Quaid says the twists and turns catch you by surprise.

“Just when you might think that you’ve got this angle all figured — well, it turns out that you don’t.”

Quaid also says that when he first got the script, he thought “OK, I’ll look through it, and if I don’t finish it right away, I’ll pick it up later.”

But as soon as he started reading, “There was no later. I read it through from first page to last.”

Randy Quaid was once asked in an interview in which character category does his actor persona feel most comfortable: Hero, Villain, Lover, Comic? He answered, all of the above.Does he still feel that way?

“Oh, sure,” he says. “If I like the part — if I believe in the part — it doesn’t matter if he’s a good guy, a romantic guy or a bad guy. As an actor, the challenge to me is not so much to make you believe what he is, but rather, who he is.”
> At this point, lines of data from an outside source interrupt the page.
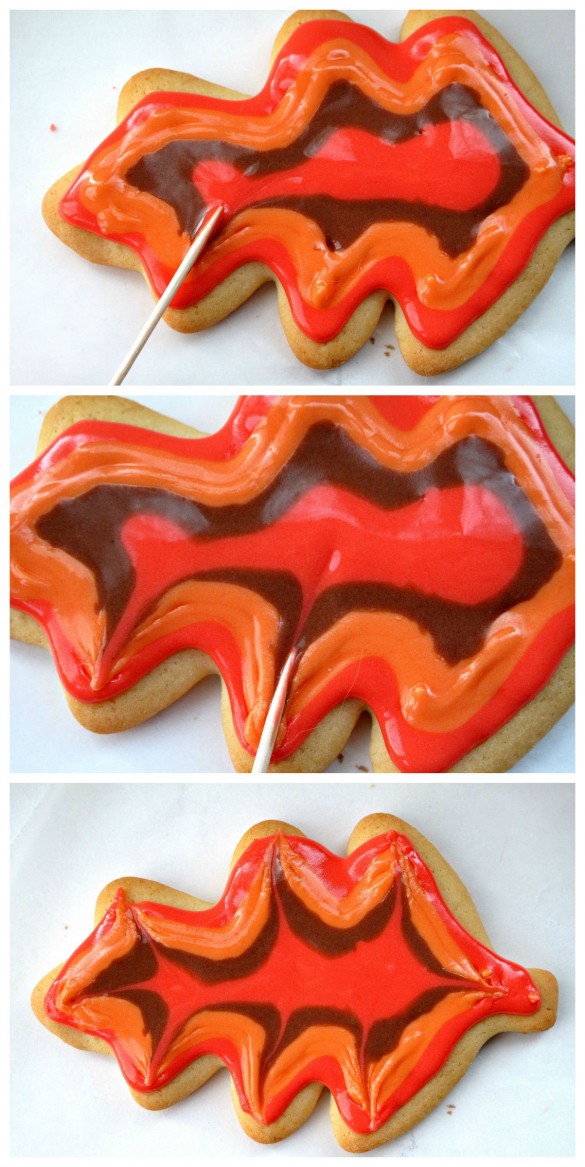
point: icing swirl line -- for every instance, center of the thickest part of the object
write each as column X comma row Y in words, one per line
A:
column 311, row 968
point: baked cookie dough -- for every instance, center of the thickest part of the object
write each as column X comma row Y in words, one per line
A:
column 150, row 561
column 267, row 983
column 327, row 195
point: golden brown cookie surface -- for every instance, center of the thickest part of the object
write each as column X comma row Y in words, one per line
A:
column 141, row 700
column 324, row 353
column 336, row 912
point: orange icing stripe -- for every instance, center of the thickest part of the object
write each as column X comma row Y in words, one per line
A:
column 251, row 155
column 359, row 978
column 210, row 545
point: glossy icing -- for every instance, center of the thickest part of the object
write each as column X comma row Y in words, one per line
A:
column 417, row 551
column 352, row 972
column 326, row 175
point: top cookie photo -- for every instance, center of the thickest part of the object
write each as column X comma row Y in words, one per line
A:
column 409, row 198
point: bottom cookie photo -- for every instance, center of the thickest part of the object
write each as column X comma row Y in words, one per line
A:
column 345, row 951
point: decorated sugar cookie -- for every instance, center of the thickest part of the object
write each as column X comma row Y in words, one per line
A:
column 431, row 173
column 415, row 554
column 370, row 976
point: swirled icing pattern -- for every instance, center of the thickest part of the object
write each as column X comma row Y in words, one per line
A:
column 418, row 168
column 418, row 553
column 352, row 972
By the way, since that earlier interview, a new category has emerged: Yodeler. If you saw the Disney animated flick “Home on the Range” earlier this year, the yodel behind Yodeling Slim’s vocal gymnastics was Randy Quaid’s.

In Focus

Oscar and Golden Globe nominee Kathleen Quinlan (“Apollo 13,” “Family Law”) stars in the Lifetime Original Movie “Perfect Romance,” airing June 7. Henry Ian Cusick stars as the surprise “Mr. Right” who appears in her life. The film focuses on a divorced mother, played by Quinlan, who uses the Internet to find the “perfect” husband for her divorced daughter. And to her surprise, her cyberspace cupid leads her to a “perfect” romantic prospect, but he doesn’t turn out quite as he had expected.

“What I loved about this film,” Quinlan says, “is that it reminds us that in a world where there is so much sadness and so much to be afraid of, that good things do happen to people. And that romance is still something we can find even if we’re not consciously looking for it. And,” she adds, “even if we think we’re too old for it.”
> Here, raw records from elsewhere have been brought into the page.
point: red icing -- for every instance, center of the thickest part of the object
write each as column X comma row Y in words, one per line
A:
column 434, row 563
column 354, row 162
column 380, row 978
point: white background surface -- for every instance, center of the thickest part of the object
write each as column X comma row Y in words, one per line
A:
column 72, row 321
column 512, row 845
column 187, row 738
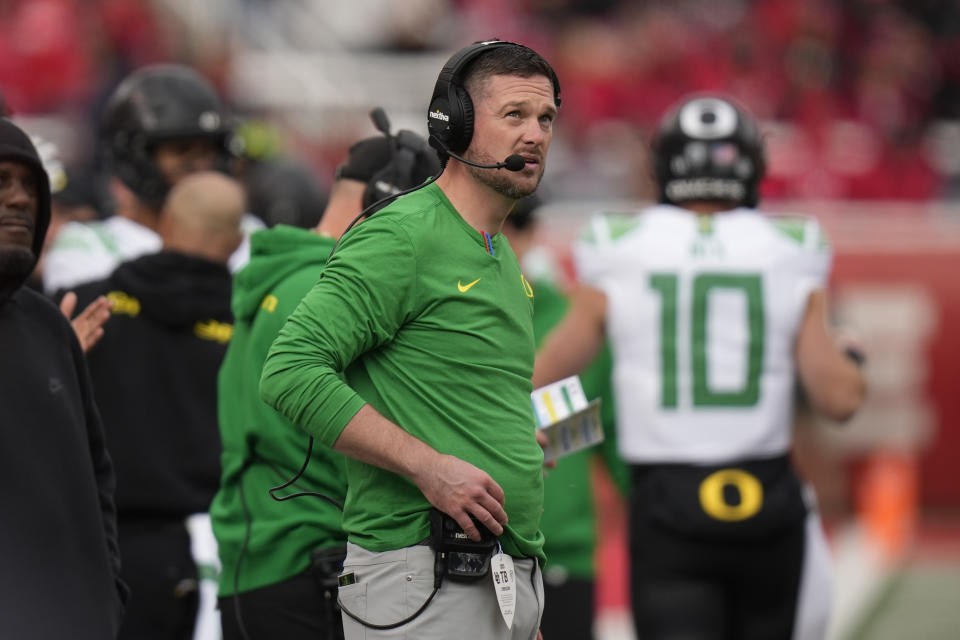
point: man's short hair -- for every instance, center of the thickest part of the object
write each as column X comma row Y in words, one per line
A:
column 508, row 60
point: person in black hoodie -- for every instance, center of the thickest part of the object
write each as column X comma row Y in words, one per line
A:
column 155, row 376
column 60, row 560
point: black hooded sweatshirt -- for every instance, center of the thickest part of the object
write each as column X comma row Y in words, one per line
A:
column 155, row 377
column 59, row 563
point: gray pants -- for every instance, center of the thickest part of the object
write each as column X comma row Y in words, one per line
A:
column 391, row 585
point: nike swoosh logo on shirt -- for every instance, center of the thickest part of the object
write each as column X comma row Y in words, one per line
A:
column 466, row 287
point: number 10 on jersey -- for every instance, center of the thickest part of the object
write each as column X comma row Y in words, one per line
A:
column 703, row 286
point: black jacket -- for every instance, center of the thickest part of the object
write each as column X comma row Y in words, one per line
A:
column 155, row 377
column 59, row 562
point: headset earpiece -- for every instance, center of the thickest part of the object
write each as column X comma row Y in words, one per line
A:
column 450, row 116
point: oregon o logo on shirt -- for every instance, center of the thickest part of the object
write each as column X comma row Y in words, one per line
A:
column 715, row 504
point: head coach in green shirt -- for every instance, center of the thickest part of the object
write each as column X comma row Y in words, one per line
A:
column 413, row 355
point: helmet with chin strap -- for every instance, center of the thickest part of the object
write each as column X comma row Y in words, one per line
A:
column 159, row 103
column 708, row 148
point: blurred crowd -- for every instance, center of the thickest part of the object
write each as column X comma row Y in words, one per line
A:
column 860, row 99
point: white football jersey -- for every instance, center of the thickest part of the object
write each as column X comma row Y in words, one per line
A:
column 702, row 316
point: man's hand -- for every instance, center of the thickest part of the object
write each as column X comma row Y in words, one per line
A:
column 452, row 485
column 89, row 324
column 460, row 490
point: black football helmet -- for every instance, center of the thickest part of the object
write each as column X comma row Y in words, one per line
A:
column 708, row 148
column 156, row 104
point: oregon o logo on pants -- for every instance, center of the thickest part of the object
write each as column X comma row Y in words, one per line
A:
column 716, row 506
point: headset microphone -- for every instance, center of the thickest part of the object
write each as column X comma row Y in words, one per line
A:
column 511, row 163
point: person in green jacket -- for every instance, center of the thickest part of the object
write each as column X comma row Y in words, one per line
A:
column 278, row 556
column 569, row 511
column 413, row 355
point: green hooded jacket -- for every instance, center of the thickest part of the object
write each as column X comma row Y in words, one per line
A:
column 569, row 521
column 261, row 448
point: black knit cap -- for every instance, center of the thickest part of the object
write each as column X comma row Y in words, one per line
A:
column 15, row 146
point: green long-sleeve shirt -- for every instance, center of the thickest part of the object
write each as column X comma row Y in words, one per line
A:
column 434, row 330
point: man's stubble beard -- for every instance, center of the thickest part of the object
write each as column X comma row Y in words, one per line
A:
column 499, row 179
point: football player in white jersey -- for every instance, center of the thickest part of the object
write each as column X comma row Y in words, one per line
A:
column 160, row 124
column 713, row 311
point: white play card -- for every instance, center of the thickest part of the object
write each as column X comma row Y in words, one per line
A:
column 501, row 567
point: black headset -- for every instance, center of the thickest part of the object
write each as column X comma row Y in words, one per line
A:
column 450, row 115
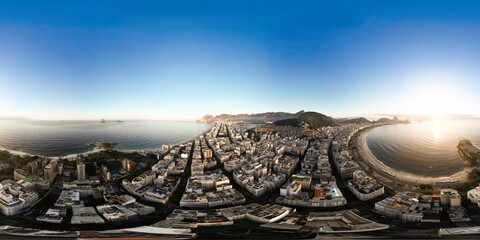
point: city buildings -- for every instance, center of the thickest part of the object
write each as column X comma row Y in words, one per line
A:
column 363, row 187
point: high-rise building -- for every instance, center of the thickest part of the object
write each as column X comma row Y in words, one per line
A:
column 128, row 165
column 80, row 168
column 207, row 153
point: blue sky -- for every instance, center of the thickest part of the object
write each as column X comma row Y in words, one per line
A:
column 184, row 59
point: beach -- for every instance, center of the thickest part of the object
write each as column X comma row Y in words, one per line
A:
column 367, row 161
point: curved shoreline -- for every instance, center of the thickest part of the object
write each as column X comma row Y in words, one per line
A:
column 382, row 169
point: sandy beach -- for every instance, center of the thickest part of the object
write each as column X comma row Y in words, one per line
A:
column 368, row 160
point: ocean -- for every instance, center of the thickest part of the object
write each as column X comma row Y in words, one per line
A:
column 68, row 138
column 427, row 148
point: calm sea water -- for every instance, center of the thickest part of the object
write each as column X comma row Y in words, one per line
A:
column 423, row 148
column 62, row 138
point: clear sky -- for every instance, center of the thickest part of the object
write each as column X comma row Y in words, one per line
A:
column 183, row 59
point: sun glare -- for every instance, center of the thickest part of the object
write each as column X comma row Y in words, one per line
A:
column 435, row 98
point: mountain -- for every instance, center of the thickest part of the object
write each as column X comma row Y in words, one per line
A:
column 313, row 119
column 294, row 122
column 317, row 120
column 359, row 120
column 258, row 117
column 391, row 121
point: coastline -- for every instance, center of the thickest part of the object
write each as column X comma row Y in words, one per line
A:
column 98, row 149
column 383, row 170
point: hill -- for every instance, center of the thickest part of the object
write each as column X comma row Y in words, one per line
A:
column 317, row 120
column 359, row 120
column 294, row 122
column 314, row 119
column 258, row 117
Quinlan says one of the discoveries her character makes about herself is that “she’s a woman who hasn’t lost the ability to love, and hasn’t lost the need to be loved.”When not acting, Kathleen Quinlan enjoys being a homemaker in the literal sense of the word. “My husband and I enjoy going into a house and remaking it, top to bottom, from the structure it was to the home we want it to be.”

Dial Tones

•The new Fox series “North Shore,” which will be shot on the lovely island of Oahu, will debut June 14.

•Drea DeMatteo, who plays the whining and unwitting FBI snitch Adriana LaCerva on HBO’s “The Sopranos,” is expected to sign for a major role on the NBC “Friends” spin-off, “Joey,” starring Matt LeBlanc.

•Hollywood’s rumorists are hinting that Brad Pitt (“Troy”) and wife Jennifer Aniston (“Friends”) Are looking for film properties they want to do together, a la the old Katharine Hepburn-Spencer Tracy pattern of making flicks both separately and in tandem.